The DMD module generated sinusoidal patterns with three distinct phases (0, 2π/3, and 4π/3) and 22 spatial frequencies ranging from 0 to 3.1764 cm−1. These patterns were projected onto the tumor surface, and the reflected light was captured by the cameras. The cameras were aligned to focus on the same field of view as the projector, covering an area of 22 × 22 mm2. A rigid light shield with an imaging window was used to block ambient light and maintain a consistent distance from the target tissue. For imaging, the system incorporated two cameras positioned on either side of a 685 nm dichroic mirror (67-085; Edmund Optics, Barrington, NJ, USA). This design ensured the precise imaging of the illuminated area. Fluorescence and reflectance imaging were performed simultaneously. The first sCMOS camera (Zyla Andor, Belfast, Ireland) captured reflectance images at 590, 630, and 660 nm, while a highly sensitive Electron-Multiplying Charge-Coupled Device (EMCCD) camera (Luca; Andor, Belfast, Ireland) acquired reflectance images at 660 nm and 740 nm and fluorescence data at 740 nm. Splitting the light at the 685 nm dichroic mirror allows for the analysis of the projected excitation light by the sCMOS and the fluorescent signal by the more sensitive EMCCD camera.
The cameras operated with an acquisition time of 100 ms per image, resulting in a total acquisition time of 27 s (calculated as 100 ms × 3 phases × 22 frequencies × 4 wavelengths). The system was fully automated using a custom LabView (version 2023 Q3, National Instruments, Austin, TX, USA) software, which included subprograms to manage all the system components. The software enabled the automatic adjustments of LED intensities and exposure times for individual subjects. To minimize specular reflections during reflectance imaging, cross-polarizers were placed in front of the projector and cameras. The LED light source intensity was maintained at <1 mW/cm2 to ensure safety.
The optical absorption and scattering properties were quantified by fitting a modified frequency-dependent Monte Carlo model to the measured reflectance data across multiple spatial frequencies. This process utilized a reference phantom with known optical properties, as previously described [47]. All 22 spatial frequencies, ranging from 0 to 3.18 cm−1, were included in the analysis.
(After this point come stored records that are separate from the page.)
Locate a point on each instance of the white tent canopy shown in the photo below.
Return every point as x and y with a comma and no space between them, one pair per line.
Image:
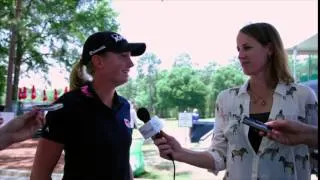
308,46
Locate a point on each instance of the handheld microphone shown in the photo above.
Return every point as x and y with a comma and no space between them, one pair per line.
144,115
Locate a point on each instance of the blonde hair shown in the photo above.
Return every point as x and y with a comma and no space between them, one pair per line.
80,74
266,34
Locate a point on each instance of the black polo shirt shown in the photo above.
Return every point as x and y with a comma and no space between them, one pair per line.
96,138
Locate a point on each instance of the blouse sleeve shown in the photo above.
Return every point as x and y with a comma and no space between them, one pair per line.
55,126
311,108
218,147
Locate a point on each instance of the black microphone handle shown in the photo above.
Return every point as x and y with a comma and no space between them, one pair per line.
159,135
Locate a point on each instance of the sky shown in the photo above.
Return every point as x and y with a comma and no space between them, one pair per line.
205,29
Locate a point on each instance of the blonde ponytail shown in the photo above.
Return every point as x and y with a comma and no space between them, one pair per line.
79,76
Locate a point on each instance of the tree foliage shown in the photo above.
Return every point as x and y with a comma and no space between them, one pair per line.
51,32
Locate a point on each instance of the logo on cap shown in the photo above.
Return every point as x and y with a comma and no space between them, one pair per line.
117,37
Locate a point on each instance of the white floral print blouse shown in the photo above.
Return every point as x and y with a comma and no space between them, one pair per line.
232,149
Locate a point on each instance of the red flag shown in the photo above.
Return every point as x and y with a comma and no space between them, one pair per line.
66,89
20,94
44,98
55,95
33,93
24,93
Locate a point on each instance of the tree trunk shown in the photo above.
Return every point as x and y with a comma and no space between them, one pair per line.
12,54
18,60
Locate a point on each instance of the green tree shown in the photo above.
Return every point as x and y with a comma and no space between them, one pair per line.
3,74
147,68
51,31
183,59
182,89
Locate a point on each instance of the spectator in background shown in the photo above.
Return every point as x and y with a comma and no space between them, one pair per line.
195,115
20,128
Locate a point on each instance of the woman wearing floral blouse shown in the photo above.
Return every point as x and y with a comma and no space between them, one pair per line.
270,94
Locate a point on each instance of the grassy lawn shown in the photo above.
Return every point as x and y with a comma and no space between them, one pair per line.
161,169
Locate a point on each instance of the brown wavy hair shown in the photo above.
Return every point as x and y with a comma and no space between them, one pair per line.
266,34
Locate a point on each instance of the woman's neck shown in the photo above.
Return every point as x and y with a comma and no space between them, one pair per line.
105,92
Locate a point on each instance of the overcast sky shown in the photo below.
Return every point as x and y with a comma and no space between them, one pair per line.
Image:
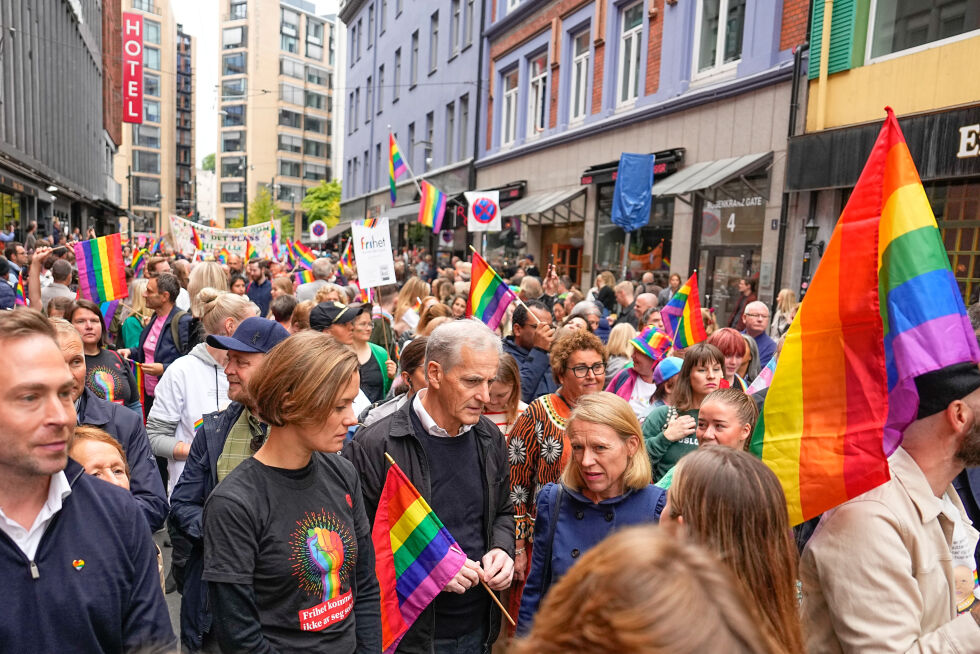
200,19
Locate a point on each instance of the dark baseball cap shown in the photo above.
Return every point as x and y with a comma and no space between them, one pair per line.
327,314
253,335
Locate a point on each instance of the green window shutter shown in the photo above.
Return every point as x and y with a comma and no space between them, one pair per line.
842,29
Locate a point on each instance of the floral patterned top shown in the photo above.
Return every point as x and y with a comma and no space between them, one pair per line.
537,453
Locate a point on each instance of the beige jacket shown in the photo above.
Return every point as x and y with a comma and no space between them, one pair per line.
877,574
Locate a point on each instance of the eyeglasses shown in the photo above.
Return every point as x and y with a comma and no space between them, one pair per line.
582,371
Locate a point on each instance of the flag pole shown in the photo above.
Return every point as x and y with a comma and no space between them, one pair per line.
516,296
483,583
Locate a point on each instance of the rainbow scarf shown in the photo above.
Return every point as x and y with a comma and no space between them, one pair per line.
416,556
489,295
101,273
20,299
304,255
396,166
682,316
883,287
432,206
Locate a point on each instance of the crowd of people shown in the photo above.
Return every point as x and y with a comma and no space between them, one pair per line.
599,483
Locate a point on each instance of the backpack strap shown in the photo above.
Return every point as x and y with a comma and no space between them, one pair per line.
175,331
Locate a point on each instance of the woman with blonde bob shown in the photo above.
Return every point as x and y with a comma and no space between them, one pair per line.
288,555
730,502
605,486
644,593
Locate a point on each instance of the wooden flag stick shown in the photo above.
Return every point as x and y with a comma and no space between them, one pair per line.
516,296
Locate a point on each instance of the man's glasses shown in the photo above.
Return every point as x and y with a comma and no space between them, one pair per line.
582,371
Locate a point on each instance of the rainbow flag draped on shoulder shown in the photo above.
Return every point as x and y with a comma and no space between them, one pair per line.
682,315
489,295
101,271
885,289
416,556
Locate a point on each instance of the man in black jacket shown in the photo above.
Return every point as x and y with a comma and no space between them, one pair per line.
457,460
212,456
119,422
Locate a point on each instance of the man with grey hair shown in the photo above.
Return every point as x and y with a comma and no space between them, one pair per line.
457,459
322,273
756,319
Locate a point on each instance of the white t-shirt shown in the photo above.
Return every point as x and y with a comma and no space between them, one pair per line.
640,399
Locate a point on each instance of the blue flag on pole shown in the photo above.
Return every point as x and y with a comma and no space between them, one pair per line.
634,191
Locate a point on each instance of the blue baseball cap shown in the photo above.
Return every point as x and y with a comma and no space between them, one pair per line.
253,335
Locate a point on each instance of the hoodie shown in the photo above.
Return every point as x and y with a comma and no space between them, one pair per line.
190,387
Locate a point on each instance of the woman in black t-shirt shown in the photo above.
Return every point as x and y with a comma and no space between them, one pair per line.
288,555
106,373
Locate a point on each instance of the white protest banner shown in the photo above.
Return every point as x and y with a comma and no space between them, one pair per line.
483,214
372,252
213,238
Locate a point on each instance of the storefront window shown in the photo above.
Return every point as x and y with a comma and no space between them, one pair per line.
649,245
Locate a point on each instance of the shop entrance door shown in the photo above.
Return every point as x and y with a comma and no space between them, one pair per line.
719,271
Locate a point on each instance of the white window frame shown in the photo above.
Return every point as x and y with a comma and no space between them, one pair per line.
537,97
580,71
508,115
720,68
870,59
634,35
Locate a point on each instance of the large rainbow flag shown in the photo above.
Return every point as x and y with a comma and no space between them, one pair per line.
396,165
884,289
682,315
101,271
489,294
415,556
432,206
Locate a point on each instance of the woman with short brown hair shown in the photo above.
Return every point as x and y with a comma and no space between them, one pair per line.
288,555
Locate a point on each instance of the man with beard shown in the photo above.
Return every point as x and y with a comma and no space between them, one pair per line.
880,572
225,439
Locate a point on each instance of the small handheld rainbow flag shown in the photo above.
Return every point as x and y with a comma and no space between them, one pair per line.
396,165
489,295
416,556
304,255
432,206
20,299
196,239
682,316
101,273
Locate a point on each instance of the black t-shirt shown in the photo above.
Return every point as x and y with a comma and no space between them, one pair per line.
371,381
301,541
457,498
109,377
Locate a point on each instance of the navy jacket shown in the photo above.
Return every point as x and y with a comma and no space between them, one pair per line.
535,366
94,585
581,525
198,479
167,351
126,426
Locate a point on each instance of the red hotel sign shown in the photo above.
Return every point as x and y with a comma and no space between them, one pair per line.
132,67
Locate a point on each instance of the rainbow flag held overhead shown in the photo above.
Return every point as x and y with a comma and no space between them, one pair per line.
489,295
415,556
885,289
196,239
396,165
20,299
682,316
304,255
138,262
101,272
432,206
For each spatial frequency and wavelength, the three phase-shifted reflectance images were demodulated to isolate the spatially modulated component of the diffuse reflectance. The demodulated reflectance, which varies as a function of spatial modulation frequency, exhibits differing sensitivities to absorption and scattering parameters depending on the frequency. This allows SFDI to independently and accurately quantify both absorption and scattering. Using this approach, pixel-by-pixel fitting was performed to generate spatial maps of absorption and scattering properties.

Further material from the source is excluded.